Erwan Le Morhedec : Cette vidéo a été réalisée pour le compte d’une maison de prêt-à-porter, Simons, et diffusée le lendemain de la mort de Jennyfer Hatch par euthanasie ou suicide assisté. Dans cette vidéo, très onirique, présente l’euthanasie comme une fin désirable, élégante, attirante. De fait, l’agence de publicité qui l’a conçue a revendiqué le fait de produire un film destiné à changer les mentalités.

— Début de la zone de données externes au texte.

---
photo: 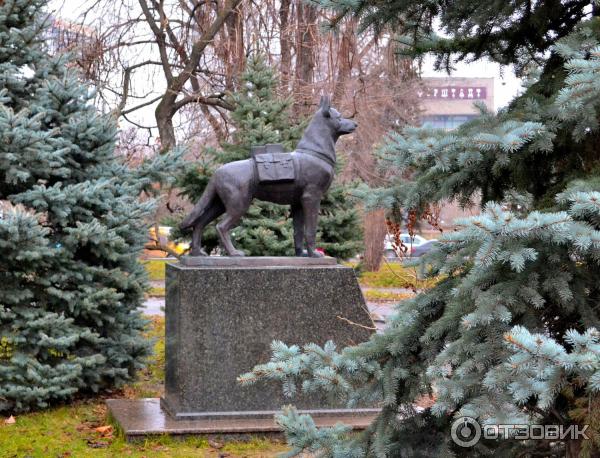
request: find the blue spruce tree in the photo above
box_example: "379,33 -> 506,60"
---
0,0 -> 180,412
241,2 -> 600,456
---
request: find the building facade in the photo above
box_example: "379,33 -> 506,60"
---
418,77 -> 494,229
419,77 -> 494,129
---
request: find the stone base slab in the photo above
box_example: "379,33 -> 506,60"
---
107,398 -> 378,441
159,395 -> 379,421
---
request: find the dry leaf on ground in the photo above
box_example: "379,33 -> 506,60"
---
94,425 -> 113,435
87,439 -> 109,448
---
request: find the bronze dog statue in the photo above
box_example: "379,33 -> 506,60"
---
180,95 -> 357,257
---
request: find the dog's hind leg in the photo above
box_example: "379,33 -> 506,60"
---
181,180 -> 217,230
189,199 -> 225,256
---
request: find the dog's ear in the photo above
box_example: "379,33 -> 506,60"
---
319,95 -> 331,118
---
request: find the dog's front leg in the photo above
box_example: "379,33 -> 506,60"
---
301,195 -> 322,258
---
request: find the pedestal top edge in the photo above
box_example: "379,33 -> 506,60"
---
178,255 -> 338,268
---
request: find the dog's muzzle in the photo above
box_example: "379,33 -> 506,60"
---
340,120 -> 358,134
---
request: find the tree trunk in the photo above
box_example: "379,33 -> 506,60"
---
225,3 -> 245,91
362,209 -> 387,272
293,1 -> 317,115
332,22 -> 355,105
155,95 -> 176,152
279,0 -> 292,92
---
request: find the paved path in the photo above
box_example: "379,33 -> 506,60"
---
143,297 -> 165,315
368,302 -> 397,331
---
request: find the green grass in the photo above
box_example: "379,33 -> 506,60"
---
126,316 -> 165,398
363,289 -> 413,302
358,262 -> 439,289
148,286 -> 166,297
143,259 -> 168,281
223,437 -> 287,455
0,317 -> 288,457
0,404 -> 286,457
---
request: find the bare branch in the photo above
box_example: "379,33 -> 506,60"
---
121,95 -> 164,116
138,0 -> 174,81
173,93 -> 233,112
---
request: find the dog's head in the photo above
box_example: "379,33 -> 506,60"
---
318,95 -> 357,137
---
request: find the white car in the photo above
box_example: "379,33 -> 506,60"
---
384,233 -> 438,257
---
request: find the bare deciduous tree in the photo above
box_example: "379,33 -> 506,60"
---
137,0 -> 242,150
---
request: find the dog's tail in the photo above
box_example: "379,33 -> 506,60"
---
180,178 -> 217,230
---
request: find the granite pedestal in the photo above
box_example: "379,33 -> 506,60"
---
109,256 -> 377,437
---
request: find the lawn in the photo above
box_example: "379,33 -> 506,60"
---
142,259 -> 170,281
0,317 -> 288,457
357,261 -> 439,290
362,289 -> 413,302
148,286 -> 166,297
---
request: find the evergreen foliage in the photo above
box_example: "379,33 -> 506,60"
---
243,2 -> 600,456
314,0 -> 593,75
0,0 -> 181,412
179,56 -> 362,258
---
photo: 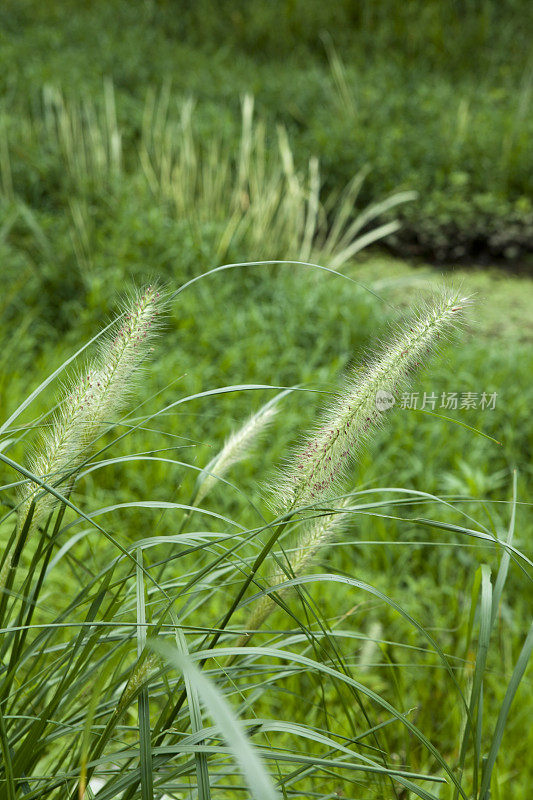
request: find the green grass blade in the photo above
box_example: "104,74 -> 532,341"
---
455,565 -> 492,798
479,621 -> 533,800
150,640 -> 279,800
491,469 -> 517,628
172,625 -> 212,800
0,704 -> 15,800
136,548 -> 153,800
0,316 -> 119,438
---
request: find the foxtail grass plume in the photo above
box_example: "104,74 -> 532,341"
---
236,288 -> 470,651
274,287 -> 471,512
17,284 -> 164,531
193,391 -> 288,507
239,505 -> 349,644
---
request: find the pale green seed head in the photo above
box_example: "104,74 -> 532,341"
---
17,284 -> 164,531
274,288 -> 471,511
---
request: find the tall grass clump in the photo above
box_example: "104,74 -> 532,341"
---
0,270 -> 531,800
238,289 -> 470,645
1,84 -> 414,316
41,82 -> 122,194
139,90 -> 414,267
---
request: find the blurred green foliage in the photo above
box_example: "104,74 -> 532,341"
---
1,0 -> 532,264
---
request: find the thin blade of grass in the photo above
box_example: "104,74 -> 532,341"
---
136,548 -> 153,800
491,469 -> 517,628
479,621 -> 533,799
0,704 -> 15,800
171,625 -> 211,800
150,640 -> 279,800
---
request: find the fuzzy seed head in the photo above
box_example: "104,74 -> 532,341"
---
17,284 -> 165,530
273,288 -> 471,511
194,391 -> 290,507
242,506 -> 349,638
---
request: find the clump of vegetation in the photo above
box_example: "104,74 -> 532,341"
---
0,85 -> 411,337
0,278 -> 530,799
1,0 -> 531,265
0,3 -> 532,796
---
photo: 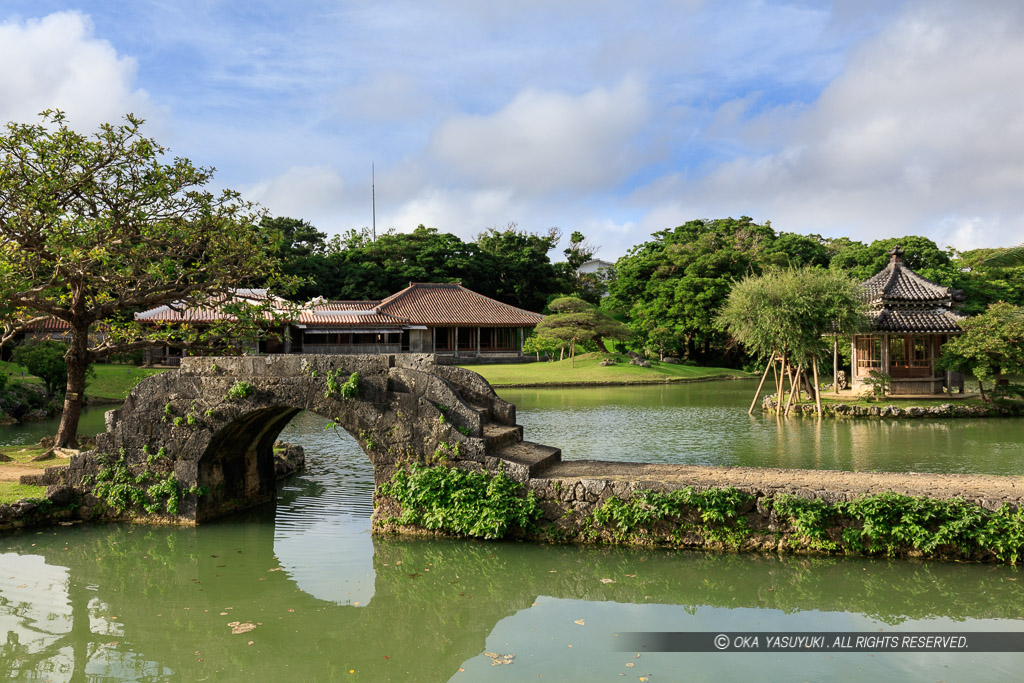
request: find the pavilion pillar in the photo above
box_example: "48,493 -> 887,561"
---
850,338 -> 857,383
477,326 -> 481,357
880,334 -> 889,375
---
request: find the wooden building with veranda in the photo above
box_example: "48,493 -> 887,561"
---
850,246 -> 966,395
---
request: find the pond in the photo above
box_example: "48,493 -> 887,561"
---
2,385 -> 1024,680
501,381 -> 1024,475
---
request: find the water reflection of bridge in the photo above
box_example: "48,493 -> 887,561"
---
4,511 -> 1023,681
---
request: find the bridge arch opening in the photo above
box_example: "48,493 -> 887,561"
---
196,406 -> 372,522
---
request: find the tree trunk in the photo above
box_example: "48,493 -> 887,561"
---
832,336 -> 839,392
978,378 -> 988,403
55,325 -> 90,448
813,355 -> 822,417
559,346 -> 564,362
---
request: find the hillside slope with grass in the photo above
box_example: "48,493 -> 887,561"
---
460,353 -> 752,387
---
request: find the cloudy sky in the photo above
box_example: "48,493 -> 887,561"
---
2,1 -> 1022,258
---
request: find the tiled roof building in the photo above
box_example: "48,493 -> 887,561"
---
851,247 -> 966,395
136,283 -> 542,364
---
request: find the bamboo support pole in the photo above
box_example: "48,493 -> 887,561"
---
784,362 -> 802,416
748,353 -> 775,415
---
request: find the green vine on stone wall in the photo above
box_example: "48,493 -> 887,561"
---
587,487 -> 753,546
772,492 -> 1024,562
84,448 -> 207,516
378,464 -> 541,539
226,380 -> 254,400
325,370 -> 359,399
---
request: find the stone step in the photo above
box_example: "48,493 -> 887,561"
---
483,423 -> 523,451
492,441 -> 562,481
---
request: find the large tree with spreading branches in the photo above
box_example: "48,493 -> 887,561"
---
0,111 -> 296,446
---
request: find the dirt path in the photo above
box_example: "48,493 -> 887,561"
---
0,465 -> 46,482
541,461 -> 1024,507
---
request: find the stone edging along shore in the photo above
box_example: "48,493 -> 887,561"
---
375,461 -> 1024,564
485,374 -> 752,389
761,395 -> 1024,418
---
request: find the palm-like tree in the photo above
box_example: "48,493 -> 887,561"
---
978,244 -> 1024,267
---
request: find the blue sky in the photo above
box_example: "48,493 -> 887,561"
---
2,1 -> 1022,258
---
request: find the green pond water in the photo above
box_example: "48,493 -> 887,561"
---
2,382 -> 1024,680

De façon plus globale, en ce moment au Canada, il y a un débat qui est renouvelé autour de l’euthanasie. Ce pays s’était donné un délai jusqu’en mars 2023  pour ouvrir ou non l’euthanasie (appelée assistance médicalisée à mourir)  aux personnes atteintes de troubles psychiques ou psychologiques. Ils avaient un moratoire sur cette situation et on en arrive à la fin. Cela relance le débat sur la loi déjà existante mais aussi sur les possibilités de l’élargir.

Un certain nombre de situations ont émergé soulignant le fait que l’euthanasie a été choisie du fait de l’absence de ressources financières et ou médicale pour la personne qui l’a demandé. Il y a eu un certain nombre de cas dans lesquels on a vu des personnes bénéficiant de l’équivalent d’une allocation d’adulte handicapé et qui, passant à la retraite, perdaient des moyens préférer l’euthanasie à leur situation.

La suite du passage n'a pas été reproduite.